When given the opportunity to decide, the majority of communities have consistently rejected water fluoridation. As Dr. Edward Groth noted in his PhD dissertation for Stanford University:

“The fact that nearly 3 out of every 5 communities which vote on the issue have rejected fluoridation, year after year, does in all likelihood represent a collective judgment on the part of the public that, when all things are considered, fluoridation is not an acceptable public health measure.”

Although Groth wrote that back in 1973, the trend has largely remained the same. Fluoridation spread rapidly through the United States, not by public demand, but by the executive actions of government bodies.  As noted by Dr. James Dunning, of the Harvard School of Dental Medicine, ”The big cities in the United States were mostly fluoridated by executive action in such a way as to avoid public referenda.”

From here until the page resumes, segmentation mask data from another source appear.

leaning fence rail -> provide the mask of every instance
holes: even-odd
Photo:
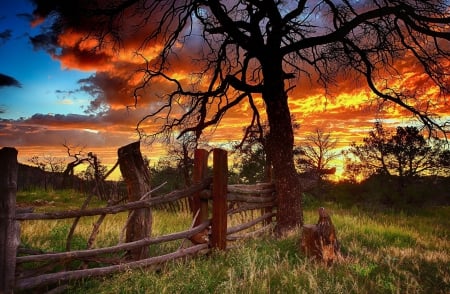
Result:
[[[19,279],[16,281],[16,289],[23,290],[23,289],[30,289],[37,286],[45,286],[49,284],[53,284],[55,282],[65,282],[69,280],[77,280],[87,277],[94,277],[94,276],[104,276],[109,275],[112,273],[117,273],[124,270],[134,269],[134,268],[141,268],[141,267],[148,267],[151,265],[156,265],[160,263],[164,263],[176,258],[181,258],[184,256],[196,254],[201,250],[208,249],[208,244],[199,244],[194,245],[189,248],[185,249],[179,249],[175,252],[150,257],[138,261],[131,261],[127,263],[121,263],[117,265],[111,265],[101,268],[92,268],[92,269],[85,269],[85,270],[75,270],[75,271],[63,271],[58,273],[51,273],[51,274],[45,274],[40,275],[37,277],[27,278],[27,279]]]
[[[25,262],[40,262],[40,261],[69,261],[69,260],[83,260],[86,257],[108,254],[108,253],[117,253],[120,251],[130,250],[139,248],[142,246],[149,246],[169,241],[181,240],[181,239],[189,239],[193,235],[201,232],[206,229],[210,225],[210,222],[204,222],[201,225],[186,230],[182,232],[172,233],[164,236],[153,237],[153,238],[145,238],[138,241],[133,241],[129,243],[123,243],[116,246],[111,247],[103,247],[89,250],[74,250],[68,252],[55,252],[55,253],[44,253],[37,255],[26,255],[26,256],[18,256],[16,258],[16,263],[21,264]]]

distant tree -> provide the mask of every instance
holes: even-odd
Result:
[[[182,174],[185,187],[192,184],[194,152],[199,142],[192,134],[185,134],[168,145],[167,158]]]
[[[334,150],[337,140],[332,139],[330,133],[315,129],[300,144],[294,148],[299,180],[306,192],[321,199],[330,187],[326,178],[336,172],[331,162],[340,155]]]
[[[271,160],[267,152],[268,125],[258,123],[244,129],[244,136],[239,144],[234,146],[238,158],[234,163],[238,182],[254,184],[270,182]]]
[[[267,179],[266,153],[261,145],[253,145],[239,153],[234,169],[236,170],[238,182],[242,184],[255,184]]]
[[[400,177],[436,174],[439,170],[440,148],[431,145],[417,127],[397,127],[389,143],[395,161],[388,167]]]
[[[72,158],[67,163],[63,172],[62,186],[66,187],[70,182],[70,178],[74,176],[75,168],[83,163],[89,163],[90,158],[83,151],[84,147],[70,145],[67,142],[64,142],[62,145],[66,148],[67,155]],[[74,151],[74,149],[76,150]]]
[[[331,162],[340,155],[335,151],[336,145],[337,140],[332,139],[330,133],[316,129],[313,135],[302,141],[301,146],[294,148],[299,172],[313,174],[318,179],[334,174],[336,168],[331,166]]]
[[[353,143],[349,152],[366,174],[395,175],[402,183],[405,178],[439,173],[440,158],[447,154],[440,140],[426,140],[417,127],[397,127],[391,133],[379,122],[363,144]]]
[[[361,180],[368,178],[373,172],[367,169],[366,166],[354,159],[354,156],[349,150],[343,150],[342,156],[344,158],[344,179],[350,183],[356,184]]]
[[[359,165],[361,172],[365,175],[389,174],[387,167],[389,137],[390,134],[383,128],[382,124],[376,122],[374,129],[363,139],[363,144],[357,145],[353,142],[347,154],[352,154],[357,158],[357,161],[353,164]]]
[[[64,158],[51,155],[33,156],[28,161],[41,170],[52,173],[61,173],[65,166]]]
[[[315,80],[327,91],[339,85],[338,77],[353,74],[352,79],[366,82],[381,101],[399,105],[430,129],[440,127],[428,115],[428,107],[411,104],[415,93],[411,84],[398,85],[411,72],[404,65],[417,63],[418,74],[448,93],[447,0],[33,1],[38,4],[35,17],[54,22],[46,26],[45,36],[33,41],[54,41],[45,44],[53,55],[64,52],[60,47],[68,43],[76,43],[77,50],[85,58],[92,54],[93,60],[104,52],[89,50],[92,47],[134,45],[143,49],[143,57],[148,56],[145,49],[154,52],[145,59],[135,103],[152,92],[147,87],[161,80],[166,91],[156,93],[161,100],[150,107],[138,128],[155,119],[162,124],[153,135],[179,131],[199,138],[244,103],[253,118],[265,113],[269,124],[265,150],[278,194],[278,233],[303,223],[288,102],[296,83]],[[80,37],[57,43],[58,35],[67,32]],[[132,43],[136,42],[132,36],[140,36],[141,44]],[[192,69],[177,67],[184,53],[192,59]],[[189,78],[177,78],[178,70]]]
[[[169,193],[173,190],[184,189],[186,183],[183,179],[183,171],[177,167],[176,162],[171,157],[163,156],[158,162],[150,165],[150,181],[152,187],[160,186],[160,189],[152,193],[152,196],[158,196]]]
[[[97,154],[93,152],[88,153],[88,158],[89,158],[89,167],[91,167],[93,170],[94,180],[97,183],[103,182],[104,176],[107,172],[106,166],[101,163]]]
[[[105,192],[105,178],[109,173],[108,168],[102,164],[101,160],[93,152],[88,152],[86,157],[88,163],[86,169],[80,172],[80,177],[93,185],[93,192],[100,199],[107,199]],[[113,167],[113,169],[116,166]],[[111,170],[112,172],[112,170]]]
[[[33,156],[28,159],[28,162],[37,166],[44,171],[44,189],[47,190],[49,185],[56,187],[60,183],[57,183],[57,175],[63,172],[65,166],[64,158],[54,157],[50,155]],[[50,174],[53,173],[53,174]]]
[[[439,165],[442,167],[443,175],[450,177],[450,150],[445,149],[439,157]]]

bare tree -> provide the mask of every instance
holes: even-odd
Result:
[[[186,134],[179,138],[175,144],[169,146],[168,157],[173,160],[178,170],[183,174],[186,187],[192,184],[192,167],[194,165],[194,151],[198,146],[197,138]]]
[[[43,171],[61,173],[64,170],[64,158],[51,155],[33,156],[29,162],[39,167]]]
[[[316,129],[313,135],[307,136],[304,144],[295,148],[296,164],[301,172],[312,173],[319,179],[334,174],[336,168],[331,162],[339,156],[334,149],[337,140],[331,138],[330,133]]]
[[[74,175],[75,168],[83,163],[89,162],[89,157],[84,153],[84,147],[72,146],[67,142],[62,144],[67,151],[67,155],[72,158],[72,161],[69,161],[66,165],[66,168],[63,172],[63,182],[62,186],[67,187],[69,184],[70,178]],[[73,149],[77,149],[74,151]]]
[[[36,16],[56,21],[53,32],[76,27],[100,40],[99,50],[119,49],[131,34],[140,34],[138,49],[158,50],[146,59],[135,102],[161,80],[171,87],[157,93],[161,101],[138,129],[156,119],[162,128],[153,135],[179,131],[200,137],[237,105],[250,105],[250,126],[260,123],[264,111],[279,233],[303,223],[288,104],[294,83],[317,80],[328,90],[351,73],[381,101],[410,111],[430,130],[440,127],[429,116],[431,103],[415,103],[415,89],[398,86],[408,74],[398,61],[419,64],[417,70],[448,93],[447,0],[34,1]],[[173,74],[183,53],[191,56],[194,70],[180,80]],[[260,98],[264,103],[255,103]]]
[[[43,171],[45,190],[47,190],[49,185],[56,187],[60,184],[56,175],[64,170],[65,163],[63,158],[51,155],[35,155],[29,158],[28,161]]]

#9: Over 50 Communities Since 2010

Since 2010, over 50 North American communities, with approximately one and a half million residents, have rejected water fluoridation, with over 30 of these communities voting to END longstanding water fluoridation programs. This includes:

  • Moncton, New Brunswick, Canada (pop. 140,000)
  • College Station, Texas (pop. 100,000)
  • Fairbanks, Alaska (pop. 80,000)

As the New York Times recently described:

“For decades, the issue of fluoridated water remained on the fringes. . . . But as more places, like Fairbanks and parts of Canada, take up the issue in a more measured way, it is shifting away from conspiracy and toward the mainstream. The conclusion among these communities is that with fluoride now so widely available in toothpaste and mouthwash, there is less need to add it to water, which already has naturally occurring fluoride. Putting it in tap water, they say, is an imprecise way of distributing fluoride; how much fluoride a person gets depends on body weight and water consumed.”

#10: Nature

Fluoridation proponents like to say that “nature thought of fluoridation first.” To support this, they note that some water supplies naturally contain fluoride at the levels that are added to water in artificial fluoridation programs. What proponents fail to appreciate, however, is that although fluorine is the 13th most abundant element in the Earth’s crust, the vast majority of fresh surface water, and the vast majority of plants (e.g., fresh fruit, grains, and vegetables), eggs, and milk, contain very low levels of fluoride. Most tellingly, human breast milk — which provides all of the nutrients a rapidly growing baby needs for healthy growth and development — specifically excludes fluoride, so that breast-fed infants have virtually no exposure to fluoride.

So, yes, nature did think of fluoridation first: it thought about it and, like the majority of humans today, decided that exposing living tissues to a compound with no essential role in human, animal, or plant nutrition, is a pointless, unnecessary risk.